Wszyscy zamarli, gdy heretyczka w ataku furii odstrzeliła nos anioła.
- Zgrzeszyłaś, Mariszko – rzekł spokojnie Głos. – Teraz spotka cię za to kara. Nie ma w mym królestwie miejsca dla takich jak ty.
- Gówno mnie to obchodzi! – wrzasnęła dziewczyna. – Manipulujesz tymi ludźmi! Nie pozwolę na to! Znajdę cię, kimkolwiek jesteś i...
- Łapać ją! – ryknął Mędrzec. – Opętał ją zły duch!
Rozwścieczony tłum rzucił się w pogoń za Mariszką.

*

Następnego dnia odprawiono rytuał, mający na celu oczyszczenie duszy heretyczki. Mieszkańcy Krańca śmiali się i klaskali, gdy Mędrzec biczował niewinną dziewczynę. Pod wieczór wsadził ją do drewnianej balii i wykąpał w wodzie o dużej zawartości soli.
Mariszka wyzionęła ducha. Nikt specjalnie nie przejął się jej śmiercią. Ludność miasteczka naprawiła nos anioła i z czasem zapomniano o całym zajściu.

*

Po miesiącu nastał czas cudów. Wszyscy, którzy ich doświadczyli, opowiadali o świetlistych istotach zstępujących z nieba, jednak nikt nie pamiętał, co działo się później.
Fakt faktem, cuda rzeczywiście miały miejsce. Najpierw w ciążę zaszły trzy staruszki z klubu różańcowego. Następny był pan Wiesław, który pewnego poranka odkrył, że utracona przed kliku laty kończyna w niezrozumiały sposób wróciła na swoje miejsce. Na kolejny cud nie trzeba było długo czekać. Stara Kryśka, kobieta wątła i chorowita, nagle ozdrowiała. Takich przypadków było wiele więcej.
Ludzie dziękowali bogu za jego dobroć i chwalili jego imię.
Głos miał już wszystkich w swojej mocy.

*

Minął rok od pojawienia się w Krańcu posągu anioła. Ludność miasteczka przekształciła się w społeczeństwo niemal idealne – wszystko za sprawą bóstwa ze skrzynki, które głosiło prawdę o zbawieniu i czyniło cuda.

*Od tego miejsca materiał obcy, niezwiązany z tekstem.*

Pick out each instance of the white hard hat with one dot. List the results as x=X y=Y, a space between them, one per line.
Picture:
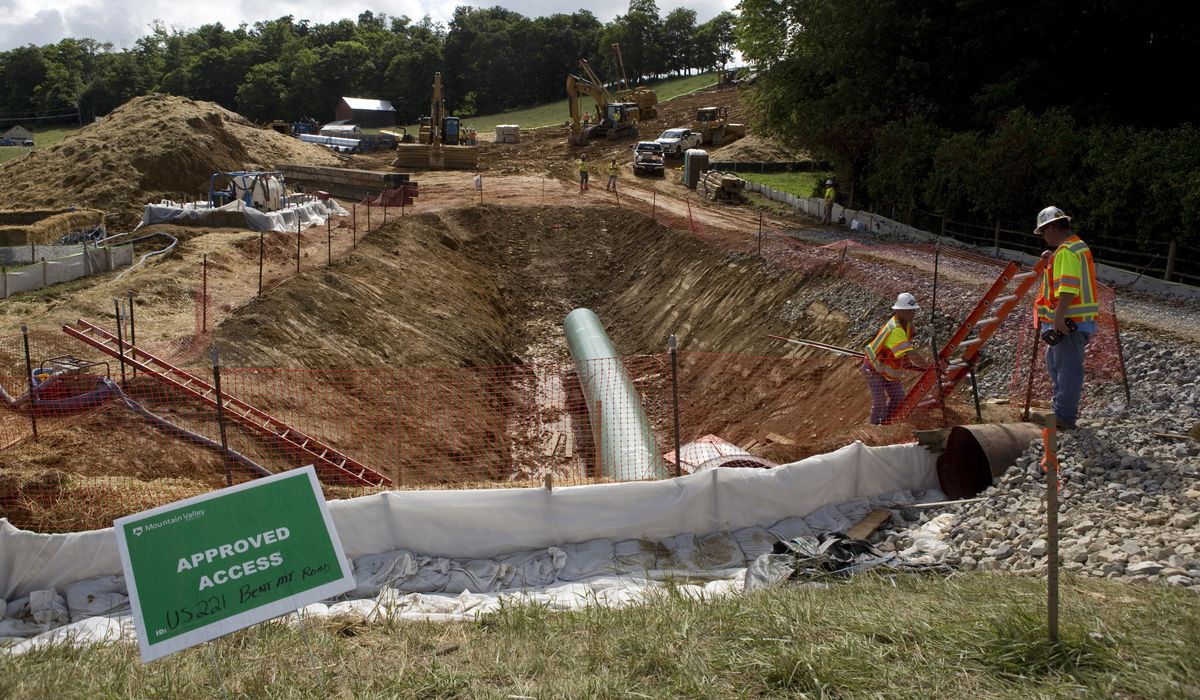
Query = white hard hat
x=1049 y=215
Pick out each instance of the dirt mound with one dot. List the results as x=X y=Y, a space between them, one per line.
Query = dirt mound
x=759 y=149
x=150 y=148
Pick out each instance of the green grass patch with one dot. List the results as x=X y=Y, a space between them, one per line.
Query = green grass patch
x=42 y=138
x=973 y=635
x=555 y=113
x=802 y=184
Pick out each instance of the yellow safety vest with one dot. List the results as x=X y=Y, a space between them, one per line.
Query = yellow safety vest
x=883 y=353
x=1071 y=271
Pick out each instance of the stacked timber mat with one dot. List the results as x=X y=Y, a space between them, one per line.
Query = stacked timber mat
x=450 y=157
x=347 y=183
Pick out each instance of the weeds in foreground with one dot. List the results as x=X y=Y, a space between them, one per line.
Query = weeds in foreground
x=977 y=635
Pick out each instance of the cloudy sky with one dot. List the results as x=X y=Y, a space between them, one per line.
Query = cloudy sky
x=121 y=22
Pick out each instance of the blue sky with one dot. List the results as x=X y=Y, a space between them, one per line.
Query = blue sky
x=121 y=22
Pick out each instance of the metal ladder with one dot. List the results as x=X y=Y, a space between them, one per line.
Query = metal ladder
x=325 y=459
x=984 y=319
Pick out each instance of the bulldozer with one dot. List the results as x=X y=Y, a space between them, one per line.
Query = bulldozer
x=713 y=126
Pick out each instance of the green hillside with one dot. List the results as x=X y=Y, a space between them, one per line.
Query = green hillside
x=552 y=113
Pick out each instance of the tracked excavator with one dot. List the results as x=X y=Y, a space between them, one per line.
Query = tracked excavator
x=613 y=119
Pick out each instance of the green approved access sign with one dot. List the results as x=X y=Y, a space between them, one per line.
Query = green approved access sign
x=216 y=563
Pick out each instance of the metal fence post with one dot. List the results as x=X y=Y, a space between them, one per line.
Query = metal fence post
x=133 y=337
x=120 y=339
x=672 y=345
x=225 y=442
x=760 y=234
x=261 y=262
x=1170 y=259
x=29 y=375
x=204 y=293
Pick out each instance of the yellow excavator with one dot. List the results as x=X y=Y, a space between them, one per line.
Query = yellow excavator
x=613 y=119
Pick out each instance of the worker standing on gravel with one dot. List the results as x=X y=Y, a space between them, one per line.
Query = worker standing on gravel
x=1068 y=305
x=583 y=172
x=888 y=354
x=831 y=195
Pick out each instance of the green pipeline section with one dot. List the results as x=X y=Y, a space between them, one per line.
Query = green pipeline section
x=625 y=444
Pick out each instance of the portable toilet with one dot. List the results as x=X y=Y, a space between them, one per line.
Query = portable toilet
x=695 y=161
x=450 y=131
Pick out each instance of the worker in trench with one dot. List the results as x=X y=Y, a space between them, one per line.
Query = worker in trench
x=583 y=172
x=889 y=354
x=1066 y=309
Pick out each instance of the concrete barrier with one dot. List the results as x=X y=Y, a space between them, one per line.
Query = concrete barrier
x=882 y=225
x=64 y=268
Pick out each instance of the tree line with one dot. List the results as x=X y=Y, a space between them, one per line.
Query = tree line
x=491 y=59
x=989 y=112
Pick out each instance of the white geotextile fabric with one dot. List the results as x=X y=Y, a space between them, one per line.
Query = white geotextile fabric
x=310 y=214
x=432 y=550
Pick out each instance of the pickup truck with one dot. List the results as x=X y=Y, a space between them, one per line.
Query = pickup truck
x=676 y=141
x=648 y=157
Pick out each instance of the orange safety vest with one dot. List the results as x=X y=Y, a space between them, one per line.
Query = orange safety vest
x=1073 y=271
x=883 y=353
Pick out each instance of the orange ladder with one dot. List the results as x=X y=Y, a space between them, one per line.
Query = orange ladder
x=999 y=300
x=325 y=459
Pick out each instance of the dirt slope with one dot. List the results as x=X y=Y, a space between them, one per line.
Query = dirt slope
x=150 y=148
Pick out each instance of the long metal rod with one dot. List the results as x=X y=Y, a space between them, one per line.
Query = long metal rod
x=975 y=392
x=1029 y=380
x=1051 y=465
x=133 y=335
x=1125 y=375
x=29 y=375
x=225 y=441
x=672 y=343
x=204 y=293
x=933 y=334
x=261 y=244
x=825 y=346
x=120 y=340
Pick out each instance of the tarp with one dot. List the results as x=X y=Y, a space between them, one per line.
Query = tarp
x=490 y=522
x=310 y=214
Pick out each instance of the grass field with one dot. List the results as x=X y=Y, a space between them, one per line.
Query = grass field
x=971 y=635
x=797 y=183
x=42 y=137
x=558 y=112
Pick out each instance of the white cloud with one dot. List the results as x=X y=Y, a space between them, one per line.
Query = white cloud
x=121 y=22
x=43 y=27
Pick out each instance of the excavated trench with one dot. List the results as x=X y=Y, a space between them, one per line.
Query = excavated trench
x=461 y=312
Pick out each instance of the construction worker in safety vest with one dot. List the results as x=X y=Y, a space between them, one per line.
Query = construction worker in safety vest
x=583 y=172
x=887 y=356
x=829 y=196
x=1066 y=311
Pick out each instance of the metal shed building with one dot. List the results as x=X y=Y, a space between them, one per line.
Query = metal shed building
x=370 y=113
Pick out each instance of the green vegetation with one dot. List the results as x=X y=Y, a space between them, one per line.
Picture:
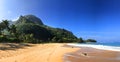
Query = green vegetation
x=30 y=29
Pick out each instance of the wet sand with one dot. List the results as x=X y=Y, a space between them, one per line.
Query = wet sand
x=86 y=54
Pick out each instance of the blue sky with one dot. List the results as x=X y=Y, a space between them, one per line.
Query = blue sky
x=98 y=19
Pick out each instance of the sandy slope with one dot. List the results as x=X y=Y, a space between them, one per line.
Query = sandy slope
x=38 y=53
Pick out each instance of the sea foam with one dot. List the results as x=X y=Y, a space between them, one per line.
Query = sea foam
x=103 y=47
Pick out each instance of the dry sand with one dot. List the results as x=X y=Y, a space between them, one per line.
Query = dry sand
x=55 y=52
x=92 y=55
x=37 y=53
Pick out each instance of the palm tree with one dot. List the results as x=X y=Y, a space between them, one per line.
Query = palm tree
x=6 y=22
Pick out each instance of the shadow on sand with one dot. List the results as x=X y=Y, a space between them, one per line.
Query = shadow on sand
x=13 y=46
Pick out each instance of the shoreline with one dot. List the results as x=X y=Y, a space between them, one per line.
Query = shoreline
x=90 y=54
x=101 y=47
x=50 y=52
x=60 y=52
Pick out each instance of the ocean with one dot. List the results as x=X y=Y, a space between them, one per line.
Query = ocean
x=113 y=46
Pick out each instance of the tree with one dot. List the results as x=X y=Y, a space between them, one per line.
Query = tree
x=6 y=23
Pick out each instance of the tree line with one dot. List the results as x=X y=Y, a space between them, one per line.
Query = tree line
x=30 y=29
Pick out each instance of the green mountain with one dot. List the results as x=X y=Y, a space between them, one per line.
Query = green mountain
x=29 y=19
x=30 y=28
x=30 y=24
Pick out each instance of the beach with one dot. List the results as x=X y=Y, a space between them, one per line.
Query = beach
x=88 y=54
x=51 y=52
x=58 y=52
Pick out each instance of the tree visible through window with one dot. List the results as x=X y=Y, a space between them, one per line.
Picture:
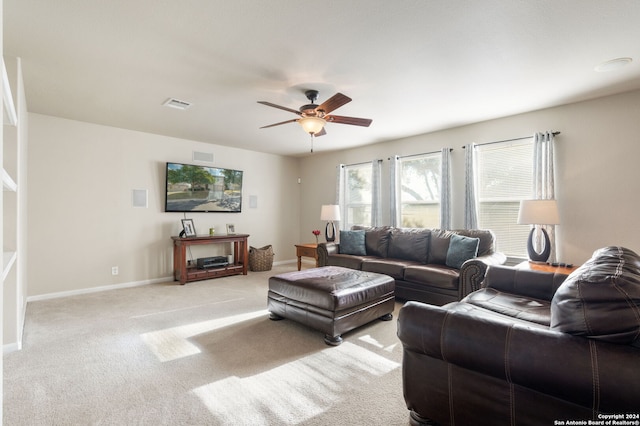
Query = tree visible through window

Obchody rocznicy wejścia na ścieżkę oświecenia zakłócili obcy. Mężczyźni w białych skafandrach pojawili się znikąd. Było ich siedmiu.
- Rozpoczynamy ewakuację miejscowej ludności – oznajmili wieśniakom.
- Czego tu chcecie? – warknął Mędrzec.
- Kraniec jest odseparowanym od reszty świata poligonem doświadczalnym kosmitów, którzy przeprowadzają na was różne eksperymenty. Chcemy wam pomóc.
- To kłamstwo! – krzyknęła stara Kryśka.
- Oto nadszedł dzień próby – rzekł Głos. – Jeśli pragniecie żyć wiecznie, wsłuchajcie się w moje słowa: nie ma w królestwie niebieskim miejsca dla wątpiących.
- Ten ktoś wami manipuluje! Musicie nam zaufać! Chodźcie z nami! – prosili rozpaczliwie przybysze z zewnątrz.
- Zamilczcie, słudzy szatana! – przerwał ostrym tonem Mędrzec. – Nie uda wam się zamydlić nam oczu!
- Spalić ich na stosie! – krzyknął pan Wiesław.
- Spalić ich! Spalić ich! – skandował tłum.
Mężczyźni w skafandrach powoli zaczęli się wycofywać.
- Taak, złóżcie mi ich w ofierze – zażądał Głos.
Mieszkańcy Krańca bez sprzeciwu wypełnili wolę swojego boga.
Arth4niel, proud to be a member of Forum Literackie Inkaustus since Dec 2009.
Odpowiedz
#2
Witaj,
Przeczytałam z zainteresowaniem. Myślę, że to dobre miejsce dla tej miniaturki. Szkoda tylko, że rzadko tu ktoś zagląda :S niemniej już mówię co myślę!
Błędów nie znalazłam. Napisałabym tylko słowo bóg z dużej litery, bo za bardzo sugeruje, że to nie Bóg Stwórca tylko jakiś tam sobie Bóg. Moje zdanie Smile
Następnie: bardzo mi się spodobał motyw ślepo podążającej za Głosem ludności ponieważ to jest takie ... hmm... polskieBig Grin Ludzie chcą w coś wierzyć, rozpaczliwie chwytają się wszystkich cudów. Zapominają zaś o prawdziwej drodze i prawdziwym centrum wiary. Mogłabym długo się rozpisywać, ale to kiedy indziej Big Grin
Podobnie jak fakt, że taki tłum zniszczy wszystko i wszystkich, co tylko odważą się cokolwiek zakwestionować czy zapytać. Takie to prawdziwe...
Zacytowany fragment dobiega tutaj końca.